Gary Becker and Stephen Dubner discuss organ donor markets, applying market price to immigration, US economy

I’m posting here a link to a discussion between Freakonomics co-author Stephen Dubner and Nobel Prize Winning Economist Gary Becker conducted on ExpertInsight.com last week. It’s a 30 minute discussion, amazingly packed with thought provoking questions and discussions. In particular I found very interesting the first video segment which focuses a lot on a market for organ donation and the second video which discusses opening up immigration to anyone who would pay an immigration fee (of say, $50,000).

As I watched the videos the key thread is applying markets to solve both economic and social problems. Obviously this should come as no surprise who know Becker’s work and also know that he is a University of Chicago economist. The free marketers have taken a beating over the last couple of years due to the financial meltdown, and it would be a shame of the average person or the politicians take their mistrust for markets too far, as some of the ideas Becker has recently proposed free market solutions to make a lot of sense. In the first and third segments of the interview he talks about applying a free market/pricing to the organ donation market. I’m sure this would dramatically increase the supply and also improve matching in the market as Becker notes.

He also proposes that a price be set to immigration, something like $50,000 to immigrate to the US; and that loan programs be put in place to allow immigrants who benefit from the better opportunities to pay some of that back to the US. He notes that this would both reduce objection to immigration from the public (because it will provide tax revenue) as well as making immigration more beneficial by bringing on average higher-skilled immigrants.

He mentions among the greatest achievements of economics the move towards free trade, the notion that price controls are bad, and the realization (though many thought the opposite for a time) that communism would not succeed as an economic system.

One thing I find distinctly absent in the conversation is the concept of equity aside that of economic efficiency. I think the work of economics in general has done a much better job in solving the problem of creating economic efficiency than they have in that of economic equity. The easy response to that is to solve for efficiency and then redistribute, but redistribution tends to be a much harder political task (at least in the US, and more certainly across international borders).

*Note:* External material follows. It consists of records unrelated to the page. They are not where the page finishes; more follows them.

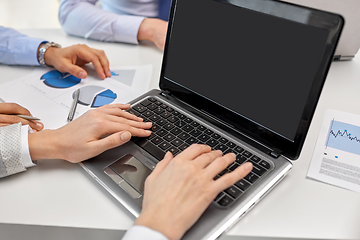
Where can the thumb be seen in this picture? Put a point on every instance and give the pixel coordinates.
(111, 141)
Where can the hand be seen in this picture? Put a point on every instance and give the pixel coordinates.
(154, 30)
(67, 59)
(180, 189)
(84, 138)
(8, 112)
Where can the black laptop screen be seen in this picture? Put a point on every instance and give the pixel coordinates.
(258, 66)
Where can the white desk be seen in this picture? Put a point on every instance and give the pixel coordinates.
(59, 194)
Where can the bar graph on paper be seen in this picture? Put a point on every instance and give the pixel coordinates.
(344, 137)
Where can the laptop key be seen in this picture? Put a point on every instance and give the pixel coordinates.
(240, 159)
(168, 126)
(247, 154)
(146, 102)
(157, 140)
(184, 136)
(180, 124)
(152, 106)
(215, 135)
(154, 150)
(176, 131)
(239, 149)
(184, 146)
(139, 108)
(255, 158)
(169, 137)
(177, 142)
(161, 132)
(173, 150)
(223, 140)
(164, 145)
(191, 140)
(172, 119)
(257, 169)
(221, 147)
(225, 200)
(212, 142)
(203, 137)
(265, 164)
(251, 177)
(195, 133)
(242, 184)
(233, 191)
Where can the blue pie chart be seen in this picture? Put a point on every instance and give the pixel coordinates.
(56, 79)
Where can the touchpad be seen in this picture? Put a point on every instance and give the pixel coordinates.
(130, 174)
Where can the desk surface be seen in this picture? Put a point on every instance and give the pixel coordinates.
(57, 193)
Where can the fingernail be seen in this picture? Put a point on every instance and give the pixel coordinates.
(82, 74)
(248, 166)
(125, 136)
(39, 125)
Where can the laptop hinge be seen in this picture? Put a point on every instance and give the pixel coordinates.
(165, 93)
(275, 153)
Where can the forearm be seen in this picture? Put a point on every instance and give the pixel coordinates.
(82, 18)
(17, 48)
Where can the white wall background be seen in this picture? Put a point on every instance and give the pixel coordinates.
(22, 14)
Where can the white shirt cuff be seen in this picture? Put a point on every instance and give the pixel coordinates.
(141, 232)
(25, 154)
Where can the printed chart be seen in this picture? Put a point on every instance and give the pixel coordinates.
(344, 136)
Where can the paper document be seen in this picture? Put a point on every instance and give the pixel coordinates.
(48, 94)
(336, 159)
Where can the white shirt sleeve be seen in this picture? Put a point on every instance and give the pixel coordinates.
(25, 154)
(83, 18)
(137, 232)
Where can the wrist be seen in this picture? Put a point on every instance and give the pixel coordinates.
(44, 51)
(43, 145)
(161, 226)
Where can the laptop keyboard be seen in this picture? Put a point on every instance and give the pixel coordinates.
(174, 131)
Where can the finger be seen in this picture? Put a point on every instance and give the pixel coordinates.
(194, 151)
(143, 125)
(162, 164)
(205, 159)
(112, 127)
(86, 54)
(13, 108)
(111, 141)
(220, 164)
(231, 178)
(103, 61)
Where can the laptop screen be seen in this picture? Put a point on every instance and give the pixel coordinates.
(258, 66)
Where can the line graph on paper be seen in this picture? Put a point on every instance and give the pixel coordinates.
(344, 137)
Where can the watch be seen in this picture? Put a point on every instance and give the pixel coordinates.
(42, 51)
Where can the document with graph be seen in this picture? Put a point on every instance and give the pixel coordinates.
(336, 159)
(48, 93)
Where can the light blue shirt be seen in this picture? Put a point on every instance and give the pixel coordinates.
(17, 48)
(115, 21)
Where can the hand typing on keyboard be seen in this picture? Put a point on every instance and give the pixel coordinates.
(180, 188)
(84, 138)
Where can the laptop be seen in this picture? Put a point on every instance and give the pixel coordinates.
(242, 76)
(349, 42)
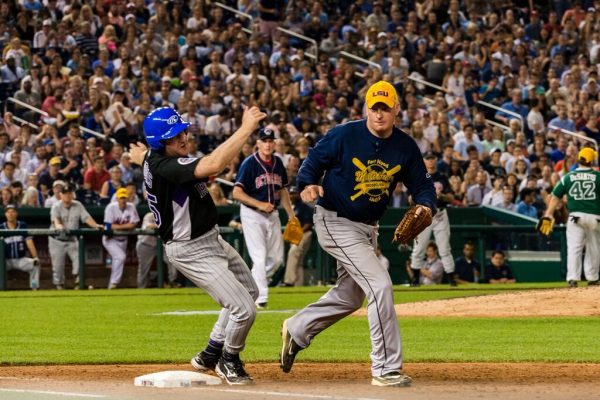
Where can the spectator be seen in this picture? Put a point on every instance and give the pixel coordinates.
(121, 216)
(15, 248)
(110, 187)
(494, 197)
(477, 192)
(468, 269)
(525, 206)
(294, 268)
(146, 253)
(51, 175)
(217, 194)
(8, 174)
(508, 199)
(562, 121)
(497, 271)
(95, 176)
(67, 214)
(432, 271)
(57, 188)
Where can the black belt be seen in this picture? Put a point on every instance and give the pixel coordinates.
(366, 222)
(64, 240)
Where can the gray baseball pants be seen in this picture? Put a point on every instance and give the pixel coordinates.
(294, 268)
(359, 273)
(146, 255)
(440, 228)
(213, 265)
(58, 249)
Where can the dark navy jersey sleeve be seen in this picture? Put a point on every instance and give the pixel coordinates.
(262, 181)
(360, 171)
(179, 170)
(416, 179)
(279, 168)
(245, 173)
(320, 158)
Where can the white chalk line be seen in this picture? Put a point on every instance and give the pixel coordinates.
(217, 312)
(67, 394)
(288, 394)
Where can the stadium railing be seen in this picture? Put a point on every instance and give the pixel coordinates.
(575, 134)
(238, 13)
(80, 234)
(45, 114)
(441, 89)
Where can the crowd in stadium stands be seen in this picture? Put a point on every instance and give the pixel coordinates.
(103, 65)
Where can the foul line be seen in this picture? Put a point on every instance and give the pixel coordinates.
(281, 394)
(217, 312)
(95, 396)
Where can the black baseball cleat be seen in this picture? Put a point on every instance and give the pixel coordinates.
(289, 349)
(452, 279)
(233, 372)
(392, 379)
(204, 363)
(415, 281)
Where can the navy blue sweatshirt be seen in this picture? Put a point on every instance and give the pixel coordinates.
(362, 170)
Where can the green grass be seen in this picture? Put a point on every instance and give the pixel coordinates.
(99, 326)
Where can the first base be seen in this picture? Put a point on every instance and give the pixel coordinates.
(171, 379)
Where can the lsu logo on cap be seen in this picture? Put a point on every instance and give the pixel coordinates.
(381, 92)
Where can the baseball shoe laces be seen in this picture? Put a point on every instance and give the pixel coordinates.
(202, 362)
(392, 379)
(233, 372)
(289, 349)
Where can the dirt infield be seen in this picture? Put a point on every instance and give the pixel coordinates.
(351, 381)
(314, 381)
(567, 302)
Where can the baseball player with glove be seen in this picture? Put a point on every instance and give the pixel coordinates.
(440, 226)
(67, 214)
(120, 215)
(14, 248)
(186, 217)
(260, 186)
(145, 249)
(582, 188)
(360, 163)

I’ve personally always thought of the current format of US immigration policy (or lack thereof) as a form of wealth distribution from the US to poorer countries, as our formal international aid is so meager (remittances end up being a form of international aid). Trade barriers are a very inefficient way (but still a way) to create a more equitably compensated labor force (though this may not benefit the poor/working class overall if they pay more for the protected goods). I think most economists feel more comfortable discussing economic efficiency than equity is that they can all agree that a bigger pie is better, and how the pie is cut up is a more philosophical discussion. Still – we know that only the very upper echelons of society in the US are better off now then they were 30 years ago, even with tremendous economic growth. If I had my 30 minutes with Gary Becker – I think I’d ask him about what level of equity he thinks is fair, and the best way – from both an economic theory/policy and political standpoint – to achieve it.